The theory was applied to monolayer GeS, a gapped Dirac material with broken inversion symmetry ($C_{2v}$ point group), known for its giant shift-current response.

• Sub-Gap Driving ($\hbar\Omega = 1.5$ eV):

  • One-photon transitions are energetically forbidden.
  • The system is dominated by the two-photon resonance.
  • Result: The SHG current initially follows $E^2$ scaling but saturates to a constant value at high intensities. This confirms the "constant saturation" regime.

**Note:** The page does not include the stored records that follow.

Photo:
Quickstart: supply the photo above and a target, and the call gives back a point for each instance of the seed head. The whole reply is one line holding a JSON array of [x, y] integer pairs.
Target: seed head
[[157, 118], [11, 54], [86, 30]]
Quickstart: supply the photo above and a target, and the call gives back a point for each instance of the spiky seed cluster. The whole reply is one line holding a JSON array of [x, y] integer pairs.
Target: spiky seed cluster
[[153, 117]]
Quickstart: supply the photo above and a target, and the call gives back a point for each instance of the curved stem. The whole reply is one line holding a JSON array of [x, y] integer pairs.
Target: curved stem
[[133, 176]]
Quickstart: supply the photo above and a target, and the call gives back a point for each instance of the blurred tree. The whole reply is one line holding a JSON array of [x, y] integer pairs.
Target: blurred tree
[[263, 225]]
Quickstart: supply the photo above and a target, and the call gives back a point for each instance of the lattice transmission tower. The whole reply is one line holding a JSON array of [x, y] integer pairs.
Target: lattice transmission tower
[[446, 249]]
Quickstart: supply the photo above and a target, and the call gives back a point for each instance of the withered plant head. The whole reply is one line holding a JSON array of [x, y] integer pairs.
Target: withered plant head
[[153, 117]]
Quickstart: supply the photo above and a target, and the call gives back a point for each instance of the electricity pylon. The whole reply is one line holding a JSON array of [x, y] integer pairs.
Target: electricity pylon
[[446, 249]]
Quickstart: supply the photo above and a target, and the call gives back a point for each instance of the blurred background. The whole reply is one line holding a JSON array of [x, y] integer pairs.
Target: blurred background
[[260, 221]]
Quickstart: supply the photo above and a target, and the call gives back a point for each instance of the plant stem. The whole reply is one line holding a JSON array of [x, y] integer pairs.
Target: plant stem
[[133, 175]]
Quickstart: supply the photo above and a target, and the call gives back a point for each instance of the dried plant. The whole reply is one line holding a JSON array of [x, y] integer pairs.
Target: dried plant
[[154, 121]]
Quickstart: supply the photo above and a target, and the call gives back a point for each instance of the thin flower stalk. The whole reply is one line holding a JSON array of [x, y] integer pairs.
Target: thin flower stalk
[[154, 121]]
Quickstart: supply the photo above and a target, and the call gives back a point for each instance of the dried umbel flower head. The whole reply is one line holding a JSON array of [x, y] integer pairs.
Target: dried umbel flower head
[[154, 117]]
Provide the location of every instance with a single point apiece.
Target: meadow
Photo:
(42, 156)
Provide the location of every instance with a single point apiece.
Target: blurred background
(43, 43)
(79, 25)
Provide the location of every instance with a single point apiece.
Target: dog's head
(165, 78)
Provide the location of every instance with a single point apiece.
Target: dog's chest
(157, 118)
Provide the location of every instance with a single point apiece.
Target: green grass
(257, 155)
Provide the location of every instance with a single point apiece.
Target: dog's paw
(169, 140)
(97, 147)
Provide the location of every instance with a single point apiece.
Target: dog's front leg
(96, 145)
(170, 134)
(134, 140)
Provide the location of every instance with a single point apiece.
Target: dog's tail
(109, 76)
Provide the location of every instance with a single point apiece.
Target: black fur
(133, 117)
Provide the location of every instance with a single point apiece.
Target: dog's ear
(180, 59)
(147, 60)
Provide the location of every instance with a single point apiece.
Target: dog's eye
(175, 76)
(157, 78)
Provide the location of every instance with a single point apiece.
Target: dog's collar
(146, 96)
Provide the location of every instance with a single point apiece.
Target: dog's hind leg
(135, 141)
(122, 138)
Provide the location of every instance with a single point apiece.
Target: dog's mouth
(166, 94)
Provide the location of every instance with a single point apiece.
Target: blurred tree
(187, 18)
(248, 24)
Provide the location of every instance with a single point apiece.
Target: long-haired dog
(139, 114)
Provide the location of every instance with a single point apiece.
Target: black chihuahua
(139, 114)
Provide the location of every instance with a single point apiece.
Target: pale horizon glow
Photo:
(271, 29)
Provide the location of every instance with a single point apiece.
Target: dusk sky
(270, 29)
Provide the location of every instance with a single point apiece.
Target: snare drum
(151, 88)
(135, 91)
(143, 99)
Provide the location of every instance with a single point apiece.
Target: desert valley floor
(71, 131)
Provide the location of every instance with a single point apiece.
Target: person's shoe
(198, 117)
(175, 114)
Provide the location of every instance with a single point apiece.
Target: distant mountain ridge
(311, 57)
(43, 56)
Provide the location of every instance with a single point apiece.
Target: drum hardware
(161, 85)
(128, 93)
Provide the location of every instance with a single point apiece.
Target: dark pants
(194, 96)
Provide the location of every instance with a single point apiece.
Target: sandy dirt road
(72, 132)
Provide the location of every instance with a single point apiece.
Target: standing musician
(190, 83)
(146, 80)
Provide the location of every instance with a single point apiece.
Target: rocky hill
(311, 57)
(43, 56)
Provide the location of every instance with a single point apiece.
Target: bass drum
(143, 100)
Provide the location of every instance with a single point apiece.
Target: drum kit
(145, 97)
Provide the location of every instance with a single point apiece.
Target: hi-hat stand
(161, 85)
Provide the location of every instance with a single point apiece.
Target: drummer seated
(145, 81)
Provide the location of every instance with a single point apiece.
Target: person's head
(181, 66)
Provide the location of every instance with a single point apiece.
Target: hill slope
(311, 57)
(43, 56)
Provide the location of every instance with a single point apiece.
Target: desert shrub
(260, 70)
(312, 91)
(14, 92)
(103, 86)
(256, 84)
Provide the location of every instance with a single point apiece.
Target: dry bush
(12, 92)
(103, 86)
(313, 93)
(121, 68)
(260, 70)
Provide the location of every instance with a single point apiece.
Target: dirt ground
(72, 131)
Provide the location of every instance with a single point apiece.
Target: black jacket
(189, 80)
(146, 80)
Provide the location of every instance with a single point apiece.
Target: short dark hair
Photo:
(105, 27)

• Above-Gap Driving ($\hbar\Omega = 5.0$ eV):

  • One-photon resonance is allowed and dominant.
  • Result: The SHG current transitions from $E^2$ to a clear linear dependence ($J \propto E$) as intensity increases.

• Agreement:

  • The analytical predictions (Method 1) showed excellent agreement with the full numerical Floquet calculations (Method 2) across both regimes, even at extreme field strengths ($10^7$–$10^8$ V/m).
  • This suggests that for SHG, higher-order photon-dressing processes primarily renormalize the effective bandgap (dynamic Stark shift) rather than opening entirely new resonance channels, provided the driving frequency avoids high-order multiphoton resonances with deeper bands.

5. Significance

• Fundamental Physics: The work extends the understanding of nonlinear optics from the perturbative $\chi^{(2)}$ regime into the nonperturbative territory. It reveals that strong light-matter coupling qualitatively alters the nature of nonlinear responses, creating distinct "fingerprints" (linear vs. constant scaling) that identify the dominant excitation pathway.
• Experimental Feasibility: The predicted saturation thresholds for GeS ($\sim 10^7$–$10^8$ V/m) are accessible using modern mid-infrared or terahertz ultrafast lasers without causing optical damage, making experimental verification feasible.
• Diagnostic Tool: The field dependence of SHG can serve as a direct probe of the underlying Floquet resonance structure in driven crystals. Observing a linear scaling indicates one-photon dominance, while a plateau indicates two-photon dominance.
• Material Control: The findings suggest that intense light fields can be used to dynamically tune and suppress second-order optical responses in topological and noncentrosymmetric materials, offering new avenues for controlling optical nonlinearities.